Markets work, and for investment purposes, assets are fairly priced.
Though prices are not always correct, markets are so competitive that it is unlikely any single investor can routinely profit at the expense of all other investors. Research by Dr. Eugene Fama Sr. at the University of Chicago and Dr. Kenneth French at MIT strongly supports this belief.
Utilize Diversification to Reduce Risk
By simply investing in assets that do not tend to move together, you will lower your risk while increasing returns.
The world’s markets do not move in tandem. By combining asset classes with low correlation to one another in the appropriate proportions, risk can be reduced and performance can be enhanced. This observation by Harry Markowitz forms the basis for Modern Portfolio Theory and earned Markowitz the Nobel Prize in Economics in 1990.
Diversification and reliable asset class exposure determine results in a broadly diversified portfolio. In the landmark study “Determinants of Portfolio Performance,” published in the July-August 1986 issue of the Financial Analysts Journal, Gary P. Brinson, L. Randolph Hood, and Gilbert Beebower concluded that the Asset Allocation Decision (what markets to enter, which segments of the market, and in what proportion) accounts for more than 94% of the performance results investors achieve.

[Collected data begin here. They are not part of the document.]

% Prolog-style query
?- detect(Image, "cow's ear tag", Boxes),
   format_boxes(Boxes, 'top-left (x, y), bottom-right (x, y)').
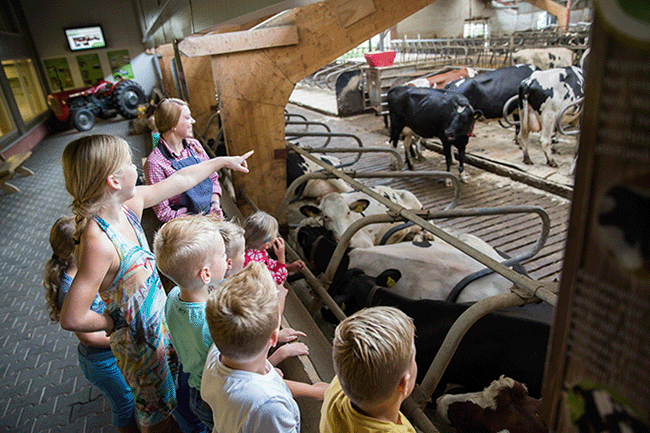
top-left (355, 204), bottom-right (364, 213)
top-left (341, 302), bottom-right (346, 312)
top-left (309, 210), bottom-right (317, 217)
top-left (474, 112), bottom-right (480, 119)
top-left (386, 277), bottom-right (396, 287)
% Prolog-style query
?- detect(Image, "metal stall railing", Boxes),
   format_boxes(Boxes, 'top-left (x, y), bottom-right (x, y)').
top-left (279, 143), bottom-right (558, 433)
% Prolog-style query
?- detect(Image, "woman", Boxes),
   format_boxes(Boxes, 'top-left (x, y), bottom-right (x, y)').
top-left (144, 98), bottom-right (223, 222)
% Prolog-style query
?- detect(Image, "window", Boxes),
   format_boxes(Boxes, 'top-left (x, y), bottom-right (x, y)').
top-left (464, 22), bottom-right (490, 38)
top-left (0, 86), bottom-right (16, 139)
top-left (2, 59), bottom-right (47, 124)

Attempts to either select individual securities or time market movements contributed very little to investor performance, and in most cases had a negative effect. Charles D. Ellis said it best in his classic book on Investment Policy titled Winning the Loser’s Game :
“The evidence on investment managers’ success with market timing is impressive – and overwhelmingly negative.”
Invest for the long-term
“He who wishes to be rich in a day will be hanged in a year.”
– Leonardo da Vinci.
We believe that investment success should be measured in years, not months or days.
Ignore market “noise”
The vast majority of Wall Street and the financial media only excite and confuse investors. Neither is interested in informing and educating investors.

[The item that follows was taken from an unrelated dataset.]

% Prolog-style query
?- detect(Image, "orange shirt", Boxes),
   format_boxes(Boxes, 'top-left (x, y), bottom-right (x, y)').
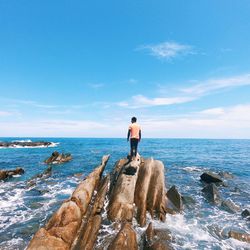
top-left (129, 123), bottom-right (141, 139)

- Wall Street/Bay Street brokerage firms want investors to keep buying expensive and profitable in-house products.
- The media is out to sell magazines, newspapers, or airtime.

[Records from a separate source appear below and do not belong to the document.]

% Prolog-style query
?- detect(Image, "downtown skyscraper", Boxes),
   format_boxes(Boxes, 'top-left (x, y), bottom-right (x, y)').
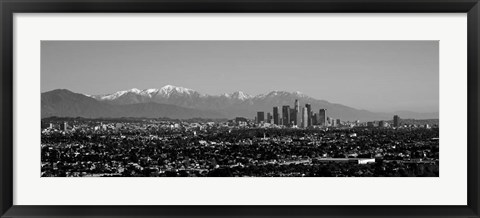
top-left (273, 107), bottom-right (279, 125)
top-left (302, 107), bottom-right (308, 128)
top-left (393, 115), bottom-right (401, 127)
top-left (282, 105), bottom-right (291, 126)
top-left (294, 99), bottom-right (300, 126)
top-left (306, 104), bottom-right (312, 127)
top-left (257, 111), bottom-right (265, 123)
top-left (318, 109), bottom-right (327, 127)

Investment markets are not that complicated. We can break it down into two major statements of belief:
- You believe in the ability to select superior investments or you don’t.
- You believe in the ability to time the markets or you don’t.
Use tax efficient strategies
“Taxes are the single largest expense investors’ face.”
Taxes swamp any other cost related to the management of your taxable assets.
A tax efficient strategy will maximize your net return after taxes, which is the measure that really counts.
Employ Asset Class Investing
Four attributes of institutional asset class funds that are attractive to you as an investor are:
- Lower operating expenses
- Lower turnover resulting in lower costs
- Lower turnover resulting in lower taxes
- Consistently maintained market segments
Global Diversification Reduces Risk
Technology is creating a new paradigm in which businesses around the world are tied together, just as markets are now tied together.
It is a useful feature of global markets that individual stocks around the world with similar risk have the same expected return, especially when you consider that North American Markets and International markets do not move together.
This non-correlation reduces risk to properly diversified portfolios.
Our investment philosophy is provisional. Our mandate is to adopt better approaches as they make themselves available and discard those investment theories that do not survive the test of time.